Hamburg-Spitzbergen und zurück. Das ist eine Art “Expedition Eis“ in der leichten Version. Und auf der MS “Europa“ viel luxuriöser.

Arktis. Als Polarforscher Fridtjof Nansen 1893 mit der "Fram" in die Arktis aufbrach, hatte er keine Balkonsuite. Er hörte kein Klavierkonzert im Club Belveder, er aß nicht im Dieter-Müller-Spezialitäten-Restaurant, nahm keinen Absacker in der Sansibar. Abenteurer waren sie, er und die anderen zwölf, die mit ihm zur See fuhren. Fasziniert von der "Expedition Eis", Ausgang ungewiss. Proviant für sechs Jahre hatte der Norweger gelagert - und vermutlich etwas anderen Proviant als wir.

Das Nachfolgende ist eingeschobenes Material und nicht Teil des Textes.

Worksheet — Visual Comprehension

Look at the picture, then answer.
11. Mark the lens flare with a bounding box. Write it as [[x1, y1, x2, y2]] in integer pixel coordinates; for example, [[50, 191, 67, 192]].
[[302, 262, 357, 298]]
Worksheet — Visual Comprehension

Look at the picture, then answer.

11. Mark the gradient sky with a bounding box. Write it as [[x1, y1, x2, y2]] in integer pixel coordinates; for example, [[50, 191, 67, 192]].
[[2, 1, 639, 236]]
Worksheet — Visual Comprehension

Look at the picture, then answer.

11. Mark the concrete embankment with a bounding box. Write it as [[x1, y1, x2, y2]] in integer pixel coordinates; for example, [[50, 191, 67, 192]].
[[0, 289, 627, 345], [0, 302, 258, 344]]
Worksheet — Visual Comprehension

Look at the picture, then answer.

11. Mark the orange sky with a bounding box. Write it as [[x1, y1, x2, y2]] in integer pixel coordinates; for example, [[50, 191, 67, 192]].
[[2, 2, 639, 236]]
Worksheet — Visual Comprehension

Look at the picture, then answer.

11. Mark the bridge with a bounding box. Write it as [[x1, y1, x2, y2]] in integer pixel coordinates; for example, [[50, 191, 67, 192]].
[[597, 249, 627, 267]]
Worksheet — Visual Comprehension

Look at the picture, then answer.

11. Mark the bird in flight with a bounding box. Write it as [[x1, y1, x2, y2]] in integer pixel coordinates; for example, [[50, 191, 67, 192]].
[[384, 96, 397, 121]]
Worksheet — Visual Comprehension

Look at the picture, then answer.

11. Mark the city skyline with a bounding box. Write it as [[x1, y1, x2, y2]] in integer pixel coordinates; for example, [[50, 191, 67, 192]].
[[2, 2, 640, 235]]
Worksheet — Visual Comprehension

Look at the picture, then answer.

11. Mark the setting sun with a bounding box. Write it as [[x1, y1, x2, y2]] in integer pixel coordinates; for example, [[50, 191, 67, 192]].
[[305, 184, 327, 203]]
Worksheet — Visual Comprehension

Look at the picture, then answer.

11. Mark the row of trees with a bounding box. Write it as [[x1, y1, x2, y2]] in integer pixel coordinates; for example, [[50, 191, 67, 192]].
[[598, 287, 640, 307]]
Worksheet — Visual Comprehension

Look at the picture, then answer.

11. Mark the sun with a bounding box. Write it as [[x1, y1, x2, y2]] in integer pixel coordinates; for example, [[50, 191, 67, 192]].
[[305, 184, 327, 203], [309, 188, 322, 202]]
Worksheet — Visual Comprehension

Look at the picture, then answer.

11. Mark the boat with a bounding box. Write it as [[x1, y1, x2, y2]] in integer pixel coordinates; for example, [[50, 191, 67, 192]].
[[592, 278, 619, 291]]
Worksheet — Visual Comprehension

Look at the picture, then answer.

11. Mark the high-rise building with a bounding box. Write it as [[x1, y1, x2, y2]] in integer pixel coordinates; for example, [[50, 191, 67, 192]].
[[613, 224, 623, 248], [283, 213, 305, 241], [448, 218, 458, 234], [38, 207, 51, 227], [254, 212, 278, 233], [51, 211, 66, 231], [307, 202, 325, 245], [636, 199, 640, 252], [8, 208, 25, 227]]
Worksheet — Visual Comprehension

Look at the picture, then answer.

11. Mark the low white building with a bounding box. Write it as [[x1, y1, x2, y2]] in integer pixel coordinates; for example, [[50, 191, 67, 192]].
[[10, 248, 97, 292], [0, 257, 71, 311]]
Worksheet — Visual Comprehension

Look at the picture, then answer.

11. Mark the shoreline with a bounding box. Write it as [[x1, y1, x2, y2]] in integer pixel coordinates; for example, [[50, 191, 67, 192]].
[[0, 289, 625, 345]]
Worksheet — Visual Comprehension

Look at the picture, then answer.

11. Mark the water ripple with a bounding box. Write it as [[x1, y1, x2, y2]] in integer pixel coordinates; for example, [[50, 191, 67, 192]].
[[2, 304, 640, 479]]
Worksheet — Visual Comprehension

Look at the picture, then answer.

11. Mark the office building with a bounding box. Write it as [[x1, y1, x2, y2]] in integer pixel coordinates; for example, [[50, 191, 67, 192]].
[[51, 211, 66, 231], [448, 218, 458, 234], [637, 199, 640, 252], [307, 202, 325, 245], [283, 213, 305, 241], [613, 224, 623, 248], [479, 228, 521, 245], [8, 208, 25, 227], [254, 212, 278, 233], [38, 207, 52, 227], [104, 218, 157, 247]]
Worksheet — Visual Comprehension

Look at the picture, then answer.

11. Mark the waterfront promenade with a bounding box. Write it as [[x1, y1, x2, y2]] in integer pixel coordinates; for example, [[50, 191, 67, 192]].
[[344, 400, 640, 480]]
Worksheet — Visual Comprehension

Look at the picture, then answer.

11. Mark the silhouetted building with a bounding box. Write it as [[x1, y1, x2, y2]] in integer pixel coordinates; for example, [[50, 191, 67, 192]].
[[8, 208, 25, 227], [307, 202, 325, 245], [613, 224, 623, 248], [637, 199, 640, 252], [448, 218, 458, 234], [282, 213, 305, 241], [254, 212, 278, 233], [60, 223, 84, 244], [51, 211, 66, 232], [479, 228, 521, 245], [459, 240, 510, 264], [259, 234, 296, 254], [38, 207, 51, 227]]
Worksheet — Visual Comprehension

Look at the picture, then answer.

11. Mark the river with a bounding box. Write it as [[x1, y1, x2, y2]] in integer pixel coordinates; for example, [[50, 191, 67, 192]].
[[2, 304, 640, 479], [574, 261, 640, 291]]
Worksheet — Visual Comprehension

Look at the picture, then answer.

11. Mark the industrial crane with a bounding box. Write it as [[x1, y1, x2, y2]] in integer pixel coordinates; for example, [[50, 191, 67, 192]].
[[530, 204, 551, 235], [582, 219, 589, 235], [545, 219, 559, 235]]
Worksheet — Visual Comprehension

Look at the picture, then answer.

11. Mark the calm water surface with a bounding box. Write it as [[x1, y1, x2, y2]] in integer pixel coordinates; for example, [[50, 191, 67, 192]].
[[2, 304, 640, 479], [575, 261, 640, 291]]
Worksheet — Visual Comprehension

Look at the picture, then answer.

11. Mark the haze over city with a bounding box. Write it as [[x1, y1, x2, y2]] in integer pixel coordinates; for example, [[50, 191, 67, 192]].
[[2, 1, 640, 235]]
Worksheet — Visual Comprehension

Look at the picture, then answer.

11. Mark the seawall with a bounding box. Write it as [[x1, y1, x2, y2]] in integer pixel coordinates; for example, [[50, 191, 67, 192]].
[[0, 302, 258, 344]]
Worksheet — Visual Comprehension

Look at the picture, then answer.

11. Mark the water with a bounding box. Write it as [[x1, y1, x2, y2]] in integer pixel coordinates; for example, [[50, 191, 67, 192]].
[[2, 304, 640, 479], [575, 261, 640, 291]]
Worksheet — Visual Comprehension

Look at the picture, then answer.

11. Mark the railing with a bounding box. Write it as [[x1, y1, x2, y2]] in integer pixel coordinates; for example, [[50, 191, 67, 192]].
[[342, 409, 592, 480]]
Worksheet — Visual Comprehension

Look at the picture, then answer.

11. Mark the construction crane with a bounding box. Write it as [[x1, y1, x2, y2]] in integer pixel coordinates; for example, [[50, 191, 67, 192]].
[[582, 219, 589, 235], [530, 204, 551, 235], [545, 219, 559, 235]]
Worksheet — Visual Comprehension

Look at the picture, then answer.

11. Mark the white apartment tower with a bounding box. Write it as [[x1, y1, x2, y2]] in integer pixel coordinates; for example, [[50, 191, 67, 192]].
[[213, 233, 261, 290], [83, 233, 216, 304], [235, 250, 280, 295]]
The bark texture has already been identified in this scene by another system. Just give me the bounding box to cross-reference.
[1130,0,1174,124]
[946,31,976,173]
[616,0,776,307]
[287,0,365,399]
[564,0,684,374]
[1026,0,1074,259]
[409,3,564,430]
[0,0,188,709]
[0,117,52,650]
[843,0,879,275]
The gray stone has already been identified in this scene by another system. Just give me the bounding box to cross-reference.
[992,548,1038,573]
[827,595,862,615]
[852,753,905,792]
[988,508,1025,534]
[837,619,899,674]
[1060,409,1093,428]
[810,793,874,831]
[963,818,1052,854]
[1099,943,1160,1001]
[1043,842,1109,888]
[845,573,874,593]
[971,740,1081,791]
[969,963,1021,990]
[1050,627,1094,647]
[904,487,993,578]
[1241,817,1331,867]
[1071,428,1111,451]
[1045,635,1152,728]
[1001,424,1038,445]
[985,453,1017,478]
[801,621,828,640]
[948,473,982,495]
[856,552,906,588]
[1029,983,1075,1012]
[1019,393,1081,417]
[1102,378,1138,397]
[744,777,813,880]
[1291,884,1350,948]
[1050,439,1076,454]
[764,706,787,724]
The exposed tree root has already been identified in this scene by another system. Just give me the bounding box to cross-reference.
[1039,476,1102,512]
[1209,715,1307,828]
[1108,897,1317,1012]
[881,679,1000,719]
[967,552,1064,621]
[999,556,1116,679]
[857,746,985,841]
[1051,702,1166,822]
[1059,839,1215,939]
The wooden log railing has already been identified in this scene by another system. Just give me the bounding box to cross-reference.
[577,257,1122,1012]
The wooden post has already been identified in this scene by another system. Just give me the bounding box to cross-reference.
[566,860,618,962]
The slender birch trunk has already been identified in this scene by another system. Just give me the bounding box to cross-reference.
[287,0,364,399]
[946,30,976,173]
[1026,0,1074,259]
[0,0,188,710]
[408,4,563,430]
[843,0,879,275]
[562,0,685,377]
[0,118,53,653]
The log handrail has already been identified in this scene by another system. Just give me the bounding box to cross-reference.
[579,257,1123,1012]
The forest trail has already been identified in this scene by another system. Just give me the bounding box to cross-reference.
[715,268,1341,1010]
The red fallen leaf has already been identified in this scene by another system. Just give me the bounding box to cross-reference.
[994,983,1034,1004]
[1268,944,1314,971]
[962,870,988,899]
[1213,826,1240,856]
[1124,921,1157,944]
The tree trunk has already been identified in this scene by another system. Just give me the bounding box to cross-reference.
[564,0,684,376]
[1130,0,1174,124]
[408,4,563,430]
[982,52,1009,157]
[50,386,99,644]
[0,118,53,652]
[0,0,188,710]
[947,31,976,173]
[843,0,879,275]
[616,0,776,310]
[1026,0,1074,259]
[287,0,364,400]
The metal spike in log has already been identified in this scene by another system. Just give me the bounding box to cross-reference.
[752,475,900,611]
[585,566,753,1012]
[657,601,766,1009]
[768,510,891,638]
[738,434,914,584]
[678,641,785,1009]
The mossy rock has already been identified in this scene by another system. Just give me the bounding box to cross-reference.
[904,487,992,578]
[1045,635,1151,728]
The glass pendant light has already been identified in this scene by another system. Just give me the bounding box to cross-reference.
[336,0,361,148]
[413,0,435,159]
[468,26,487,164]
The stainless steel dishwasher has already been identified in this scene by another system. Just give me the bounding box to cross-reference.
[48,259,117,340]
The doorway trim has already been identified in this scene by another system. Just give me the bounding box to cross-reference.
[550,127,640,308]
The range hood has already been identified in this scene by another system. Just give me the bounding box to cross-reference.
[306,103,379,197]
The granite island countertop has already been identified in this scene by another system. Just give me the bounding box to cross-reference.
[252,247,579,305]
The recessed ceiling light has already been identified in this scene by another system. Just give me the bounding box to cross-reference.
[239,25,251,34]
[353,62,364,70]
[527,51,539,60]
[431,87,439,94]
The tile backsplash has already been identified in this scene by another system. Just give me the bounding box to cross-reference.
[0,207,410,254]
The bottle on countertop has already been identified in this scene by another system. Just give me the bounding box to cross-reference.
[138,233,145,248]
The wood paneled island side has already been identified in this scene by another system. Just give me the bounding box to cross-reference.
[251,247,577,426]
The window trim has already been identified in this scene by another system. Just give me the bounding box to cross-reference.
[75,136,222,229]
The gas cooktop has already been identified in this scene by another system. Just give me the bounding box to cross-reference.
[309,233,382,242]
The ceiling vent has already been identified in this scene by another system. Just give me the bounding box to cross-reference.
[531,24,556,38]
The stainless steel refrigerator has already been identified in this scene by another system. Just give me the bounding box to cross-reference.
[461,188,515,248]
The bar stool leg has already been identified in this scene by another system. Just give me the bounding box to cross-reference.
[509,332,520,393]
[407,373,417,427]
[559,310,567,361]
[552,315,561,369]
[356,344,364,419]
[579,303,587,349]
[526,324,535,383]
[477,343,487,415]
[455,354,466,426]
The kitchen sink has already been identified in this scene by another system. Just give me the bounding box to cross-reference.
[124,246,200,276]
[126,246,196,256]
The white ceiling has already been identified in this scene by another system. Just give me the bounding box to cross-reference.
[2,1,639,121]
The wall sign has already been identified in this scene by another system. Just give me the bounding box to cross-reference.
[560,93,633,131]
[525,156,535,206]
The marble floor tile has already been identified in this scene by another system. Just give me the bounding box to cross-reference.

Unsere Tour ist die arktische Lightversion. Im Rahmen eines 20-Tage-Törns geht es nach Spitzbergen. Knapp 400 Gäste haben auf der MS "Europa" eingecheckt, allesamt heraus aus dem Abenteurer-Alter. Oder noch nicht drin: Rund 30 Kinder sind mit an Bord, es ist eine Familienreise, so steht es im Katalog. Drei Generationen will Hapag-Lloyd damit unter ein Deck bringen. Nicht immer einfach, zumal auf diesem Törn auch ein paar Vertreter der "Generation Gehorsam" reisen. Und die sind nicht unbedingt kompatibel zu Kindern. Zum Glück jedoch in der Minderheit. Aber alle vereint die Sehnsucht: "Wann sehen wir die erste Eisscholle?" Und das im Hochsommer, der sich in diesen Breitengraden jedoch nicht als solcher entpuppt.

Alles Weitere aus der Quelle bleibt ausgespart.